There had been no previous study of SGK1 in T cells, but it has been found in cells in the gut and in kidneys, where it is instrumental in the absorption of salt. It was due to the discovery of SGK1 and its integral role in Th17 development that researchers turned their attentions to the connection between salt and autoimmunity.
“It’s not just salt, of course,” Kuchroo said. “We have this genetic architecture – genes that have been linked to various forms of autoimmune diseases, and predispose a person to developing autoimmune diseases. But we also suspect that environmental factors – infection, smoking, and lack of sunlight and Vitamin D – may play a role. Salt could be one more thing on the list of predisposing environmental factors that may promote the development of autoimmunity.”
“One important question is: how can one think of these results in the context of human health?” said Regev. “It’s premature to say, ‘You shouldn’t eat salt because you’ll get an autoimmune disease.’ We’re putting forth an interesting hypothesis – a connection between salt and autoimmunity – that now must be tested through careful epidemiological studies in humans.”
With a fuller understanding of the immune cell circuitry and related data, the teams plan to follow up on potential drug targets. Kuchroo, referencing the published works in this week’s Nature, states these findings were only possible because of the interdisciplinary team that was brought together by shared questions of cell circuitry.

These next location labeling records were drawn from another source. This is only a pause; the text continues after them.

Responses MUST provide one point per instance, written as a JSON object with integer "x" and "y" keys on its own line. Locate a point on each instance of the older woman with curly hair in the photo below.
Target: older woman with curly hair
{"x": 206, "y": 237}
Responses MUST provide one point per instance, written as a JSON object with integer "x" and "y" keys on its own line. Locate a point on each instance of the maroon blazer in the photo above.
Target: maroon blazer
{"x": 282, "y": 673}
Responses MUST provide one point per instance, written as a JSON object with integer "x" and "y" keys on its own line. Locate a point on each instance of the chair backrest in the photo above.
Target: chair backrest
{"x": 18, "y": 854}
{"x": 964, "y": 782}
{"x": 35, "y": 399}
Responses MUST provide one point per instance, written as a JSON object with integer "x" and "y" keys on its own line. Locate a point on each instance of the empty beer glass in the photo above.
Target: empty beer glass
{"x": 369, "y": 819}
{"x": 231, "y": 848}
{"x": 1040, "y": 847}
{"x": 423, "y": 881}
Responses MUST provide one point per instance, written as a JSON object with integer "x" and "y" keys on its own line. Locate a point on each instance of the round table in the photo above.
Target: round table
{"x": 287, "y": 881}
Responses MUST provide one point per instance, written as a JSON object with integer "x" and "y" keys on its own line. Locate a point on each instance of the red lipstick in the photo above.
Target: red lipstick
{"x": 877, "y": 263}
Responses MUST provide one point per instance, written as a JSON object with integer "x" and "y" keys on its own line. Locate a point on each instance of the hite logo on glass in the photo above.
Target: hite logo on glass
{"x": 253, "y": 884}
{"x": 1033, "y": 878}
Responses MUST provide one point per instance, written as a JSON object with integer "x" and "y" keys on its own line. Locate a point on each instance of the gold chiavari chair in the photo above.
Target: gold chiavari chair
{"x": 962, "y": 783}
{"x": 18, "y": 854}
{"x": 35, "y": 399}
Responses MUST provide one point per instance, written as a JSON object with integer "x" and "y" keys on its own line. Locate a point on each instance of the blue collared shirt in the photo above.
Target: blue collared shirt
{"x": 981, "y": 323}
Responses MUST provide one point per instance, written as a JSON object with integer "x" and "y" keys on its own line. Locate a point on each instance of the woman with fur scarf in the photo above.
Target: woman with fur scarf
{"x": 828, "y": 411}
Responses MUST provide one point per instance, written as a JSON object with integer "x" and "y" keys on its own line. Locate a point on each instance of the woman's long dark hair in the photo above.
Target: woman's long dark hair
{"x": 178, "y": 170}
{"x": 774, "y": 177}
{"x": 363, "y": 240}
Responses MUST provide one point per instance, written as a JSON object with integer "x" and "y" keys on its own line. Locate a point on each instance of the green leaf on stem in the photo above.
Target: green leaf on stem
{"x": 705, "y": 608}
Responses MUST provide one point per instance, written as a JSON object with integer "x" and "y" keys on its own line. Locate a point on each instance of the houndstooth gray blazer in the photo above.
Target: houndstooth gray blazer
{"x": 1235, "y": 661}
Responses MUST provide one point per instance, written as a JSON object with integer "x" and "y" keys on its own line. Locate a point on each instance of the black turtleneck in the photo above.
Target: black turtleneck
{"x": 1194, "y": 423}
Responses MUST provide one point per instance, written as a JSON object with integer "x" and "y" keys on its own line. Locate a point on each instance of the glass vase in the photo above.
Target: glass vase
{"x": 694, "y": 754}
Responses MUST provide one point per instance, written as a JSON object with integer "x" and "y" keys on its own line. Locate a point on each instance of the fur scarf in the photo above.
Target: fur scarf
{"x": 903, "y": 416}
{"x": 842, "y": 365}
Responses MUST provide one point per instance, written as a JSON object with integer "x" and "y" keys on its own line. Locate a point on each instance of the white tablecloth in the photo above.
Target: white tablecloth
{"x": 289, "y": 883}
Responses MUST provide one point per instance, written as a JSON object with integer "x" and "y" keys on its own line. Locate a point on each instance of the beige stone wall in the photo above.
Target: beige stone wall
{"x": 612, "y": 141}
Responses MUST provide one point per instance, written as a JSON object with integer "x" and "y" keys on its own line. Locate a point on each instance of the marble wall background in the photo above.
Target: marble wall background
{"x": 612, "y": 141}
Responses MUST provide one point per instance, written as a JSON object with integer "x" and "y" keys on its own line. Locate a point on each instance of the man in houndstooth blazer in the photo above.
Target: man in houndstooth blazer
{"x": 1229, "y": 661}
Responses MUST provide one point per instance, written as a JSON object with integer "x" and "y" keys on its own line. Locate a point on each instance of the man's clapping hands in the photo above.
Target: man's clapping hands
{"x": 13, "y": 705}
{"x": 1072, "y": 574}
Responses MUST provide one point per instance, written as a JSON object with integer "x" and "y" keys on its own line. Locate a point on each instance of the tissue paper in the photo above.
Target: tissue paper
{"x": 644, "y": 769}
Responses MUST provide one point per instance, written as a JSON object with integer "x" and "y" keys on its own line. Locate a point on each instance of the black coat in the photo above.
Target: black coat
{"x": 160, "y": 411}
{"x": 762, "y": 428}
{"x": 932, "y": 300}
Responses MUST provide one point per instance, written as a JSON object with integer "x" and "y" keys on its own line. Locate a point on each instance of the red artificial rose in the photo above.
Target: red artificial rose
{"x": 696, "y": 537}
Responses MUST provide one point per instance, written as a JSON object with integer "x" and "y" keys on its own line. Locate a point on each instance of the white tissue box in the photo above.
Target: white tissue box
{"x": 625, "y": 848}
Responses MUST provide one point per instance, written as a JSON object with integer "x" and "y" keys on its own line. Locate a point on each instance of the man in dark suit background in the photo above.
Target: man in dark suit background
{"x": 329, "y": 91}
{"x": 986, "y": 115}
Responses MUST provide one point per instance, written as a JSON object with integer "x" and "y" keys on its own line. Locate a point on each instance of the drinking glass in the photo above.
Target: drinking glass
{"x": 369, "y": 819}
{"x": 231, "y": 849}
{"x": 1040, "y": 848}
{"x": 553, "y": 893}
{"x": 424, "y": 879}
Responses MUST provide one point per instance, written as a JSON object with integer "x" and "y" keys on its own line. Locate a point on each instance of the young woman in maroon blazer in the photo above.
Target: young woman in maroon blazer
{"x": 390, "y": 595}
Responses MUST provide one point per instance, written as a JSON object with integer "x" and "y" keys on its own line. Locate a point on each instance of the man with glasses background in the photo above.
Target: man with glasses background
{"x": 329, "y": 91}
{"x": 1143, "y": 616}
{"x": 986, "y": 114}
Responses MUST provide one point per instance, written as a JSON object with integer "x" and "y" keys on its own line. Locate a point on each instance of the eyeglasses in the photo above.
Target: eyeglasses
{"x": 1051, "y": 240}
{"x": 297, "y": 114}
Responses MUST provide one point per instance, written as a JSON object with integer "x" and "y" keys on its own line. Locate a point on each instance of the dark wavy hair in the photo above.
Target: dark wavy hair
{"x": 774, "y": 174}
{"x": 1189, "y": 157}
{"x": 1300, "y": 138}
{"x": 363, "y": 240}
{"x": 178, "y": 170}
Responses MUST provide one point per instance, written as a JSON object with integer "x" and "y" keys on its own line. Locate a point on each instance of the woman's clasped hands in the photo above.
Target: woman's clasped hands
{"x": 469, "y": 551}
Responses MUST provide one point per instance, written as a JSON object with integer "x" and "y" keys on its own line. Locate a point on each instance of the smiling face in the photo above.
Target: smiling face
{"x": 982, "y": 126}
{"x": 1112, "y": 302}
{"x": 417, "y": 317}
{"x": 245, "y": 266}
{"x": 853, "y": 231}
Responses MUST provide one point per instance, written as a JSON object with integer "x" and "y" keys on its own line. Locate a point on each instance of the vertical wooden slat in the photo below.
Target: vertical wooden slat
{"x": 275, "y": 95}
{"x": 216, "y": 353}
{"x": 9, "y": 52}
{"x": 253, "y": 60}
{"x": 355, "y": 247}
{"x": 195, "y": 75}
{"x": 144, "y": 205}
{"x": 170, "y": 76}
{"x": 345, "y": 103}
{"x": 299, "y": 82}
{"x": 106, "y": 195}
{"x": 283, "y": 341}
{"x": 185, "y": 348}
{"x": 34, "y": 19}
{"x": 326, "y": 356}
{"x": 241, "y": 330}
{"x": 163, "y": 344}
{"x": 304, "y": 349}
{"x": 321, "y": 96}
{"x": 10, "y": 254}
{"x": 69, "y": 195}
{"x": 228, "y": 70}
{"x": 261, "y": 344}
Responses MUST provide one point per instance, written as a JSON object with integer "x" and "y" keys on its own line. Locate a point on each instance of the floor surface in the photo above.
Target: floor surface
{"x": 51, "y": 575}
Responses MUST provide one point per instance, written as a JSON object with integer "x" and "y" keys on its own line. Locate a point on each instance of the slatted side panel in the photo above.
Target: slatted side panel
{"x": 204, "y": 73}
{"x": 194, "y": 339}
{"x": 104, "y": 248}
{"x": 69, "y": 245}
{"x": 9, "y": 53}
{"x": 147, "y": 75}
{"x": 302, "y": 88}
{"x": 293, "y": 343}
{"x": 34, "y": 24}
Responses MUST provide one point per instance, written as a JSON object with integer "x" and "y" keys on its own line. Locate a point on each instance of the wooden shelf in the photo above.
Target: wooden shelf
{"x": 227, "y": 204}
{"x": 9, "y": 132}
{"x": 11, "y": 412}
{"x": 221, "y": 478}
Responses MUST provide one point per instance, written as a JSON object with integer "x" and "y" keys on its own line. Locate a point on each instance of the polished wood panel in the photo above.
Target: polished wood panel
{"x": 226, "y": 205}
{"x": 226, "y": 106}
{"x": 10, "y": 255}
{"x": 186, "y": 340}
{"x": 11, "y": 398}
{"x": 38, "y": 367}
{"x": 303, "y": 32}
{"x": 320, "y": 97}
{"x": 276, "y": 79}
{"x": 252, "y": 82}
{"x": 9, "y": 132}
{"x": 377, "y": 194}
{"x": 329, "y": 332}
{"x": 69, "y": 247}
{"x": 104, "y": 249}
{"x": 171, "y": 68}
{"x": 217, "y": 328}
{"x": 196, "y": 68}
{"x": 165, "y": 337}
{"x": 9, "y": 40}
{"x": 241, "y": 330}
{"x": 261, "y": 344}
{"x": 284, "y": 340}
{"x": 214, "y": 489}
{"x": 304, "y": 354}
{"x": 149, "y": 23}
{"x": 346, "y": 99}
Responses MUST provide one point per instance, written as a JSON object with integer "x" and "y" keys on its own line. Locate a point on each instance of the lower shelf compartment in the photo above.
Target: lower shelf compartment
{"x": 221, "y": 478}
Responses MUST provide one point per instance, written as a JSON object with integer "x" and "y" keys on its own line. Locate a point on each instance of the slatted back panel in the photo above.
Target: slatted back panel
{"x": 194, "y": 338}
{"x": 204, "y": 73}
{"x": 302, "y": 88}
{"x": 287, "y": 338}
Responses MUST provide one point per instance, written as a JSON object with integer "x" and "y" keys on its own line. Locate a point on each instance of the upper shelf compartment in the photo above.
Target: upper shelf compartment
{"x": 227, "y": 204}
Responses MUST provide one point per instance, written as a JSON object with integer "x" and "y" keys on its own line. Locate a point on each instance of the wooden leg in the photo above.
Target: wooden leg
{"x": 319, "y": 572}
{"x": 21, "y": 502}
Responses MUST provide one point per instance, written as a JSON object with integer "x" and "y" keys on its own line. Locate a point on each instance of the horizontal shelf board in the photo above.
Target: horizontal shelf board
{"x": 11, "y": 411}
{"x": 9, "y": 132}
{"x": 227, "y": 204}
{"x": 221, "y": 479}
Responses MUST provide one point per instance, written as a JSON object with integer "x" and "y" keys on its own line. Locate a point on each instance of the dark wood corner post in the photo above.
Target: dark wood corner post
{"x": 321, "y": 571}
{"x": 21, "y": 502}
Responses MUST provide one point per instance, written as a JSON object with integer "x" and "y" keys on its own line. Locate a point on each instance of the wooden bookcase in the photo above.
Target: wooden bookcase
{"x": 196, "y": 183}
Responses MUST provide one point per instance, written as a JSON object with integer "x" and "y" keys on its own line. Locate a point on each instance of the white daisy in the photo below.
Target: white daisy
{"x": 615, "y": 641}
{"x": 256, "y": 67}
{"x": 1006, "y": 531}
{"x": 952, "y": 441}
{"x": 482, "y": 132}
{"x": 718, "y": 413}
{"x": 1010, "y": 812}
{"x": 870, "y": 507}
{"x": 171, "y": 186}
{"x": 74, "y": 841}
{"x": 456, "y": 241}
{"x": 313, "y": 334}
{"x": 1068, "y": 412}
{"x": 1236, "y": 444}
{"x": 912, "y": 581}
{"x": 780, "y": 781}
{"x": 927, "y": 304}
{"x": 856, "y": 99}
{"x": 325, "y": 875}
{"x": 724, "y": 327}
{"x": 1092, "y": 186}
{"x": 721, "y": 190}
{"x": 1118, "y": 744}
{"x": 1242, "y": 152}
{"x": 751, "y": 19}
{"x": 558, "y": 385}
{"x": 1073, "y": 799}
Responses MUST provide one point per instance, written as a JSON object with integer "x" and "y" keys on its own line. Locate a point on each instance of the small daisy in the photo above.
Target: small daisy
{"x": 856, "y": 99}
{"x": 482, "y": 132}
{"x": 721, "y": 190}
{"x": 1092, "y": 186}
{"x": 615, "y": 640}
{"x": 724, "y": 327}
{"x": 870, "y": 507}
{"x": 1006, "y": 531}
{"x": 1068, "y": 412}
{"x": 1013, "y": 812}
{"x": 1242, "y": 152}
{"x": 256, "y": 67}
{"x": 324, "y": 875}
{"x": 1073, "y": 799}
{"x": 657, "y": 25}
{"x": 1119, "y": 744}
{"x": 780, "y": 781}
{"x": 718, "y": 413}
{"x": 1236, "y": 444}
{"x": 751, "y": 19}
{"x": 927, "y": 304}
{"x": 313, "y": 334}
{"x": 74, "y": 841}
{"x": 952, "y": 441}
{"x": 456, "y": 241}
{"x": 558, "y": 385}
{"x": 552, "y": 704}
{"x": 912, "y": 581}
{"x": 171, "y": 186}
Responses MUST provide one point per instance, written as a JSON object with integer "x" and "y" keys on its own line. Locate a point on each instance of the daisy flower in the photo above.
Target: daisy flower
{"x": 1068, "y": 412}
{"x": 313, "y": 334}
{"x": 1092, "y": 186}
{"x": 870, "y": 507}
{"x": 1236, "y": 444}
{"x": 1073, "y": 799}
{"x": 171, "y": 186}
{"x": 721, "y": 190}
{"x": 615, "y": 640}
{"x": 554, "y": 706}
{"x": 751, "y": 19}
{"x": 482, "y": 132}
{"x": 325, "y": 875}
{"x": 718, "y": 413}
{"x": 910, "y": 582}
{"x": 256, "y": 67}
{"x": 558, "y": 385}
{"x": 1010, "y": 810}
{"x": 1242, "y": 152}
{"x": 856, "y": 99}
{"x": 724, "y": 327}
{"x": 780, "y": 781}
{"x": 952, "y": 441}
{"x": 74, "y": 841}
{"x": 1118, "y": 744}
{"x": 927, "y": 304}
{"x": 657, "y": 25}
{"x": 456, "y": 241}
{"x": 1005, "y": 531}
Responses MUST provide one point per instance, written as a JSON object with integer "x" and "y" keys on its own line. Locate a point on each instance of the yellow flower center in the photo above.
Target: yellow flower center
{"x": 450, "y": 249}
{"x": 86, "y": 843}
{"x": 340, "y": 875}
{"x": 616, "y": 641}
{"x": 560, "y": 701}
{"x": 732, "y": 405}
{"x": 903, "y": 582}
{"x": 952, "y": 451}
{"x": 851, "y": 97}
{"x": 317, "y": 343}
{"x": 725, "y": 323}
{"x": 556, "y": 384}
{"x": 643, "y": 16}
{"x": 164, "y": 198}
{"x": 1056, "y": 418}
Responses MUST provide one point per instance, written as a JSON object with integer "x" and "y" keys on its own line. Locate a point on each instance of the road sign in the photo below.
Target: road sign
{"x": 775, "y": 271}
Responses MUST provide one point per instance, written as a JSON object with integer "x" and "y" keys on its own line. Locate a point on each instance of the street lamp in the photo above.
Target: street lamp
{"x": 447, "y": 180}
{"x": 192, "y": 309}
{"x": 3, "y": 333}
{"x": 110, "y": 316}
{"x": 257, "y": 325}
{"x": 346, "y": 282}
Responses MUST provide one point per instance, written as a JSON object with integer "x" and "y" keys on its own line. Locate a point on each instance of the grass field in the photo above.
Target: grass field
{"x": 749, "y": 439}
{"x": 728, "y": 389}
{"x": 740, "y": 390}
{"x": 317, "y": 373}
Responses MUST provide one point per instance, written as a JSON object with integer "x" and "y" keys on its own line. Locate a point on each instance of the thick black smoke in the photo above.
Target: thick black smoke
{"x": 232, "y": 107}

“We often work in isolation in our areas of expertise, but this is the kind of work I could not have done in my own lab, and that Hongkun and Aviv could not have done in their respective labs,” said Kuchroo. “We needed this unique combination of tools and technologies to come together around this problem. Looking forward, we’ll need the tools and intellect of different disciplines in order to solve big problems in biology and medicine.”
The German contingent of researchers and scientists hope to continue the study of Th17 cells further, looking into psoriasis. According to researcher Jens Titze, the skin also plays a key role in salt storage. This additional salt storage could affect the immune system, as well. “It would be interesting to find out if patients with psoriasis can alleviate their symptoms by reducing their salt intake.”
Kleinewietfeld pointed out, “The development of autoimmune diseases is a very complex process which depends on many genetic and environmental factors. Therefore, only further studies under less extreme conditions can show the extent to which increased salt intake actually contributes to the development of autoimmune diseases.”
Hafler, however, is not waiting with his own patients.
“I already recommend that my patients use a low-salt, low-fat diet,” he said.